At this point your general interest may be piqued, but your instinct is to say, “so what… markets are efficient and perhaps Mr. Market has spoken when it comes to KAP. Maybe the company’s jurisdiction, government ownership and pre-IPO practice of volume over value justify the current multiple discount?” This question is, in our opinion, where the rubber meets the road on KAP. We are confident that underlying earnings/cash flow/dividends will continue to surprise versus consensus, but when will market multiples better reflect KAP’s unique position in the uranium market?

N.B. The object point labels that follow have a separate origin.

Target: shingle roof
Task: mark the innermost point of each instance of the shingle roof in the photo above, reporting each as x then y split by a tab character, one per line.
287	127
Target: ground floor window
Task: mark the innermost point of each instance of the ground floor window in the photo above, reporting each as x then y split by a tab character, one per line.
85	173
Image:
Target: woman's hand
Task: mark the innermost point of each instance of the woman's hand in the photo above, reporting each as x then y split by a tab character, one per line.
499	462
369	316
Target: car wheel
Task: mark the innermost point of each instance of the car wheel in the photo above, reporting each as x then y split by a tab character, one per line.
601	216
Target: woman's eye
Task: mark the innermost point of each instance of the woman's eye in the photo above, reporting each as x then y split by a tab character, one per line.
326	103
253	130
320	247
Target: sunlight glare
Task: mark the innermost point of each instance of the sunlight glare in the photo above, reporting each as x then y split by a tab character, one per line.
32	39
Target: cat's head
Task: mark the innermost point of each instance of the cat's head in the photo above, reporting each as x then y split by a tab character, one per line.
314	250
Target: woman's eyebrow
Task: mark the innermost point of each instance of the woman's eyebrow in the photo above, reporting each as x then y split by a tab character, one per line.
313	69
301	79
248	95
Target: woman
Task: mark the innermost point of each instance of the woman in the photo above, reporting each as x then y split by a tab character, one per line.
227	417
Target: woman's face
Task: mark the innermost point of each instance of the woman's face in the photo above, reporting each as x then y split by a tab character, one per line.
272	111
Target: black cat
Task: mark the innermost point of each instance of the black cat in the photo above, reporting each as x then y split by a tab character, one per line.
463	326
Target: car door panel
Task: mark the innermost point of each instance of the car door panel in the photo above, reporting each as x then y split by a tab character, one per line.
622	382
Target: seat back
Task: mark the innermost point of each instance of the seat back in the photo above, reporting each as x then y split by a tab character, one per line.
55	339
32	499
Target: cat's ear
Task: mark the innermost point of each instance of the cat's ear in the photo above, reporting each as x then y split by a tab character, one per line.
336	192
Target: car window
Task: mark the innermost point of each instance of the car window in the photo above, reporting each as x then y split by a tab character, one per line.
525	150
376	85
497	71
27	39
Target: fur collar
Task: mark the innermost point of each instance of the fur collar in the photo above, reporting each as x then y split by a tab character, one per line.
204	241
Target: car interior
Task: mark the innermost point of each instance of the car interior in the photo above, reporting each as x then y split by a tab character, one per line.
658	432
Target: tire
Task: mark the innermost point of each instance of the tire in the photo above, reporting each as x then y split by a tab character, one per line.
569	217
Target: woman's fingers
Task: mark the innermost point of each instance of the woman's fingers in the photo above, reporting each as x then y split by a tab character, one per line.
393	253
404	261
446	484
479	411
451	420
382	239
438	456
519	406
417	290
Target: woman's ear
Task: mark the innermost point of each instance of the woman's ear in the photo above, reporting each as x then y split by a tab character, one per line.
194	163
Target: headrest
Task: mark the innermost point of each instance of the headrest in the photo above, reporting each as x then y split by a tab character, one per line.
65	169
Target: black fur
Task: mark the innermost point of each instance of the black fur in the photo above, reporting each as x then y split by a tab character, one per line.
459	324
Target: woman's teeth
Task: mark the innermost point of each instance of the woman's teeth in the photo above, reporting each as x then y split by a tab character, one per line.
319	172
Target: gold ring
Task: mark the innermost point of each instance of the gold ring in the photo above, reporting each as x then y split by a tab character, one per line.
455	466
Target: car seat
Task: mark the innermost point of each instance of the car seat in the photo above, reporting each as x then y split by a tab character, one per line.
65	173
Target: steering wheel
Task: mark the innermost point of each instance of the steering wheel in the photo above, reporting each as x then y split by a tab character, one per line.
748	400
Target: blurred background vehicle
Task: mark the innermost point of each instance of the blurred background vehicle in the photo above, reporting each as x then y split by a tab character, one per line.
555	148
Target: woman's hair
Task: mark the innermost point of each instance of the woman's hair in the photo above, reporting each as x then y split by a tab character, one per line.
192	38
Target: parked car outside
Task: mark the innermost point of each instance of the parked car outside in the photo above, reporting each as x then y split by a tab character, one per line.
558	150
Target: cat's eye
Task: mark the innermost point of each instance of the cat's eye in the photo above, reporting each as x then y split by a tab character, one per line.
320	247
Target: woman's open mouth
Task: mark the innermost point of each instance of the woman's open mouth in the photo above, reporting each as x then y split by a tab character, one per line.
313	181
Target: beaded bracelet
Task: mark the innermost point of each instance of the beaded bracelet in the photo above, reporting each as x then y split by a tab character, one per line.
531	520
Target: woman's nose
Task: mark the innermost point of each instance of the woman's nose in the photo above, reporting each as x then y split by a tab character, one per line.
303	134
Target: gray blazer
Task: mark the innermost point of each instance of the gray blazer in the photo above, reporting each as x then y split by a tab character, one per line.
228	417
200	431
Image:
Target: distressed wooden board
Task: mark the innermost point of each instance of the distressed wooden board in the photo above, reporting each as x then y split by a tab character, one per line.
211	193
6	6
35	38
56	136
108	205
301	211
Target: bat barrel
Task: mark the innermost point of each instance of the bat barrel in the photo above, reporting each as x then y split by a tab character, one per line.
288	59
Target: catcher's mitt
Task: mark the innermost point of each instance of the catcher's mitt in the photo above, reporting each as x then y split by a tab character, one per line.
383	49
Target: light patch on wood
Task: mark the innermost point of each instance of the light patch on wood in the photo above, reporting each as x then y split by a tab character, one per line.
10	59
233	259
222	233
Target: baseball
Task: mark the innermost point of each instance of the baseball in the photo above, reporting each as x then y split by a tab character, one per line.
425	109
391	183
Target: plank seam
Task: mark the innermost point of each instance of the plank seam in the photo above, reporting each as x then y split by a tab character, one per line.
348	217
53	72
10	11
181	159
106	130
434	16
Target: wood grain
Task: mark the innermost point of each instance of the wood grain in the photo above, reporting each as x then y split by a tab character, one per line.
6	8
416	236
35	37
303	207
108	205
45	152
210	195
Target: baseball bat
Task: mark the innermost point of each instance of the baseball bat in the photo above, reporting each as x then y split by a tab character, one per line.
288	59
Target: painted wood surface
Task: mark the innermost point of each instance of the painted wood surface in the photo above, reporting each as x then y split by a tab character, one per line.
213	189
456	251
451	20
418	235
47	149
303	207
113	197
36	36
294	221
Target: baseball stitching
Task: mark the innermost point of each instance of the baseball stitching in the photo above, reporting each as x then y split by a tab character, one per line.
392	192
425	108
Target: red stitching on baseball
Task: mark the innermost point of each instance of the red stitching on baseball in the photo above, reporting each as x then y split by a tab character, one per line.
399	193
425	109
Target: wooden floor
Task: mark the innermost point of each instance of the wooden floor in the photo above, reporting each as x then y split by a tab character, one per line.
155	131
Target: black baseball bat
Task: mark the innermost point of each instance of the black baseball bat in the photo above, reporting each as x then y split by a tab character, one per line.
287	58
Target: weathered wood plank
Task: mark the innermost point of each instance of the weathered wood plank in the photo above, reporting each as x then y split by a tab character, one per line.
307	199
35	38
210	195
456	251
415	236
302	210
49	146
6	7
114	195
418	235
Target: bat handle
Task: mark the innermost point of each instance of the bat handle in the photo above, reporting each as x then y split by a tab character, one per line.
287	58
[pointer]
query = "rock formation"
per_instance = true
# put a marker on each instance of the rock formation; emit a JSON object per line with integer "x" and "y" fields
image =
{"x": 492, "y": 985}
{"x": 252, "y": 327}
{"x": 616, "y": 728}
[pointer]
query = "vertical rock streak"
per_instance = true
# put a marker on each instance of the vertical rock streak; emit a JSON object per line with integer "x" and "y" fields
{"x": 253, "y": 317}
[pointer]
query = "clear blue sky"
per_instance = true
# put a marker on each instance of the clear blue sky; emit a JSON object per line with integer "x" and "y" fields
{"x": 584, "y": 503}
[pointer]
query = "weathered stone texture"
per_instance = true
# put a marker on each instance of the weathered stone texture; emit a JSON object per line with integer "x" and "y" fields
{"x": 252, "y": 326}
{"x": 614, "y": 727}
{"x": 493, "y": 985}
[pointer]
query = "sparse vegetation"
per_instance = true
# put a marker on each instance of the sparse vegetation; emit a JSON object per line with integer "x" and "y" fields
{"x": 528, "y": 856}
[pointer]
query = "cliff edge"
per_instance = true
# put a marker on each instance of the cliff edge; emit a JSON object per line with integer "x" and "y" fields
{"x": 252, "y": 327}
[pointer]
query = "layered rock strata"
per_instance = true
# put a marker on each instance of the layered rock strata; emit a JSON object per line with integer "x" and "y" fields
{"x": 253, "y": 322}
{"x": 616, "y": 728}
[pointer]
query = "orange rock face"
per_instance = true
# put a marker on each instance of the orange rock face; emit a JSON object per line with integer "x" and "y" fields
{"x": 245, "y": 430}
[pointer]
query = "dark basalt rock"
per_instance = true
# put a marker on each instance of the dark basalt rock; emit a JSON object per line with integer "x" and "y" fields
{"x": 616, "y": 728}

What seems to be overlooked today is that in themes where the investable universe is limited, swing producers can and should trade at healthy premiums regardless of the “issues” previously presented. Look no further than the Lithium sector, which we think serves as a strong comp: it is a niche commodity market levered to the energy transition, with a small handful of global producing majors, many of which have state ownership and operate in non-Western jurisdictions.
Lithium majors’ P/E below:
While the above is only being used for illustrative purposes, what you see is an enormous re-rating in market multiples for the leading Lithium producers in an environment where two things are accepted as true: (1) Lithium is critical to the energy transition; and (2) The market is structurally undersupplied.
In the 2015-2018 period earnings multiples were not dissimilar from KAP’s today. Many of the concerns about KAP’s role in the uranium market echoed for Lithium as competing greenfield development projects put future supply/demand in doubt. Then it all changed in a flash. Putting aside the big spike in the graphs mid-2020 (which is a little misleading, and an explanation for which is beyond the scope of this writeup), earnings multiples have moved from 10 -15x to settle closer to the 30-40x range.
We are not clairvoyant and make no projections about when the market will embrace KAP in the same way as it did the Lithium majors (SQM being the best comp, given jurisdiction, government involvement, etc.). But the precedent is there. A U.S. listing is clearly a key factor in helping to re-rate the stock and we do not see this as an insurmountable hurdle for the company, even if it may take some time (mostly because the company would be subject to more frequent filings… no easy feat given their complex JV structures).
Investors get to front-run that possible event with a very large margin of safety given where we are today. As a result of the post interim update selloff, there are more than a few institutions that have taken a negative view on the full year financials – we think that is a mistake which will be corrected in the market’s eyes when the full year is reported. Finally, if the bull market is to persist, regional analyst overlap will pick up and wildly diverse macro assumptions will converge. Whereas you are rewarded for owning many exploration companies with frequent dilutive financings, you could own KAP and get paid a healthy and growing dividend with more cyclical leverage than the rest of the industry combined. For those reasons, we believe KAP is the most asymmetric opportunity in today’s market though it is rarely mentioned as such.
Thanks for reading,
Segra Capital Management
 In our view BMO’s Alexander Pearce does by far the most industry and company specific work. We would also separate BAML’s coverage, led by Anton Fedotov and the differentiated macro work of Lawson Winder from this generally critical sell-side review.